Texte et sexe riment ensemble ; la conjonction des deux se réalise dans une langue puissante, exigeante et ardue, que certains pourront trouver trop solennelle et froide. C’est que cet Arrière-fond n’est pas le récit de jolis et attendrissants émois adolescents, mais davantage le récit d’une construction poétique, qui n’est pas exempte de trouble, d’inquiétude et de violence.

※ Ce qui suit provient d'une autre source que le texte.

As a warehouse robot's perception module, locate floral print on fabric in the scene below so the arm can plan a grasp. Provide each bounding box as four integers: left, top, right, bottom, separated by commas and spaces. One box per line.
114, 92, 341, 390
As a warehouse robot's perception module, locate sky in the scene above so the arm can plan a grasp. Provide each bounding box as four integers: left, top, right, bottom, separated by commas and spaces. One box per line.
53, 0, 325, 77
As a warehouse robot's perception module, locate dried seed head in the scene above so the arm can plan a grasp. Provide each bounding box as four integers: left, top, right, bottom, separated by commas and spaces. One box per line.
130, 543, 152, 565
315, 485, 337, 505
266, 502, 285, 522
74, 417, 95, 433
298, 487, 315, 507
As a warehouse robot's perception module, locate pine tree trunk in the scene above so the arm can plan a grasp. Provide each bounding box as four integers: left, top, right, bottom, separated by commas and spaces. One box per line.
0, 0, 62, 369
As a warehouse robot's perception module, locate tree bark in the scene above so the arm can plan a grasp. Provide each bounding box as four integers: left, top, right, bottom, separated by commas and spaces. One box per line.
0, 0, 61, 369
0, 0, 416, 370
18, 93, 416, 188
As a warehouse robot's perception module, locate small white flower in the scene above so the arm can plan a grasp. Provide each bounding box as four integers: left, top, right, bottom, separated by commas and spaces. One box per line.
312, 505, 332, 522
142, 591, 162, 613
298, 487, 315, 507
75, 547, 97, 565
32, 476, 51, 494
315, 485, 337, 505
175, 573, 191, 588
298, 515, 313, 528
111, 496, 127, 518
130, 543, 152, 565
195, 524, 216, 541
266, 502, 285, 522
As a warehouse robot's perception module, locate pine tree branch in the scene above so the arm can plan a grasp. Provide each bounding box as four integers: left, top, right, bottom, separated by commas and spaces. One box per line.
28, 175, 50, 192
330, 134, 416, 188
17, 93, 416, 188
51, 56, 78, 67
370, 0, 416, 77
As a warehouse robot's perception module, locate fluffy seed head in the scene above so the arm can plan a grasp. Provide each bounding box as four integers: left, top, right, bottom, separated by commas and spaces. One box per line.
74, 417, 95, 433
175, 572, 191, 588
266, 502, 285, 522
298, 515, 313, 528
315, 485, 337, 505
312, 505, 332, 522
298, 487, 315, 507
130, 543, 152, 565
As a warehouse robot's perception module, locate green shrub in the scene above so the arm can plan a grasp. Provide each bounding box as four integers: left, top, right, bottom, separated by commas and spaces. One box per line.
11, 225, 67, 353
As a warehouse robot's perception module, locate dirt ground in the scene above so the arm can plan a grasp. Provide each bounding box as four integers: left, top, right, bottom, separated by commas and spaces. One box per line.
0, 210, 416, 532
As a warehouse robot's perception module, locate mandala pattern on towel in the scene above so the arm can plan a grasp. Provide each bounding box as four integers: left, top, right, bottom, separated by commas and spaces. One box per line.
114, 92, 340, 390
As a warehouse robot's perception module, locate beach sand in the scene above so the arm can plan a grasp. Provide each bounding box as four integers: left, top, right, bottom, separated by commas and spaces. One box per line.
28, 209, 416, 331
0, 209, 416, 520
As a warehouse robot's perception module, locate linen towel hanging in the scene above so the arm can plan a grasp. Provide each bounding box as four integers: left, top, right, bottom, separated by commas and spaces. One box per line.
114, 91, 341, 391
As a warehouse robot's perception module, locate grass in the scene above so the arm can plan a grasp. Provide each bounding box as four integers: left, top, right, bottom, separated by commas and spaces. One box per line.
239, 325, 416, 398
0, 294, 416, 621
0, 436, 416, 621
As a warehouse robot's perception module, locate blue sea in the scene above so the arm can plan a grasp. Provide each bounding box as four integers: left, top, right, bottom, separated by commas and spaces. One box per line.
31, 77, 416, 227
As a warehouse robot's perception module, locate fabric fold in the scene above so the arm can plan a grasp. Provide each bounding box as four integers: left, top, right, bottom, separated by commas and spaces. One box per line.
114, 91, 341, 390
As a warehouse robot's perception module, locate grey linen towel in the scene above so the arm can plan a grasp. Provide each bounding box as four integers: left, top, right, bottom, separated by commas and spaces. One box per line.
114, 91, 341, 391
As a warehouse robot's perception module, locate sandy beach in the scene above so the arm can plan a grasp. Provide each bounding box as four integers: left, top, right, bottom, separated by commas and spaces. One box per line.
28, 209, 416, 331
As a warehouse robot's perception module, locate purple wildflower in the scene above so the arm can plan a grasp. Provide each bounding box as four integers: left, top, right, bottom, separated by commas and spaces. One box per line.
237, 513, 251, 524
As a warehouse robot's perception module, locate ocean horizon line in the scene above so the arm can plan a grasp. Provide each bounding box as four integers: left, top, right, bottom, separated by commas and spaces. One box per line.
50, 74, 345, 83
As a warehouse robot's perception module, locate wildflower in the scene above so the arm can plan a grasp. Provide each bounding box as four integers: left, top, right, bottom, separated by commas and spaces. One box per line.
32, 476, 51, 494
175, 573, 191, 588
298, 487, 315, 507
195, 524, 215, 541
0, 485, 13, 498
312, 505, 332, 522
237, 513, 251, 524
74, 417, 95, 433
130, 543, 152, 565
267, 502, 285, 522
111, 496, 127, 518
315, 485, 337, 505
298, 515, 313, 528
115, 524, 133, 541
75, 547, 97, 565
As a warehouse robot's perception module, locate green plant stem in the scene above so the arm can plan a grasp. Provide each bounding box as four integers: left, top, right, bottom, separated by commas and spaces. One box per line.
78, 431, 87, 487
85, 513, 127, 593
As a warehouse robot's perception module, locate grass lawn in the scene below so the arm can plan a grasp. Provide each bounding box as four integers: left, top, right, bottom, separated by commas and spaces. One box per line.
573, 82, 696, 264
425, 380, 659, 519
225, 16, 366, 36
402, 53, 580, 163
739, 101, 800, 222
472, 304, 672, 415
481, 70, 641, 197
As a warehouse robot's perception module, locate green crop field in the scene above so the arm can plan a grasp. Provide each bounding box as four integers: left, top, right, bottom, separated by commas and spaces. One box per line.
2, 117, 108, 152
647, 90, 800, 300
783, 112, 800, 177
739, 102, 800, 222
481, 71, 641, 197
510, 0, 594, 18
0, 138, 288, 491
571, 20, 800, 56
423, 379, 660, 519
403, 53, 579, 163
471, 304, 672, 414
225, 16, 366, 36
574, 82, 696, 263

Un certain sentiment mystique n’est jamais loin ; plus que quelques canailleries espiègles, c’est d’un érotisme grave, intense et essentiel dont il est question ici. On pense à Georges Bataille, Antonin Artaud, Jean Genet bien sûr, ou plus près de nous, contemporains de Guyotat, Claude Louis-Combet et Jacques Chessex. Néanmoins, à ceux que de telles références risqueraient d’effrayer, il faudrait ajouter que l’écrivain utilise – comme à son habitude – le présent de l’indicatif, qui rend avec une extraordinaire précision, presque en temps réel, cet «arrière-fond» psychique et physique. En relatant ces troubles sexuels et identitaires, le livre de Guyotat est donc également un éloge de la création littéraire, de la fiction et des pouvoirs du langage.

L’ampleur d’Arrière-fond intimide ; il est fort possible de passer à côté, attiré par des textes plus légers et accessibles ; néanmoins, ce serait manquer ce qui va sans doute devenir avec le temps un texte majeur, à l’ambition réflexive et poétique peu commune.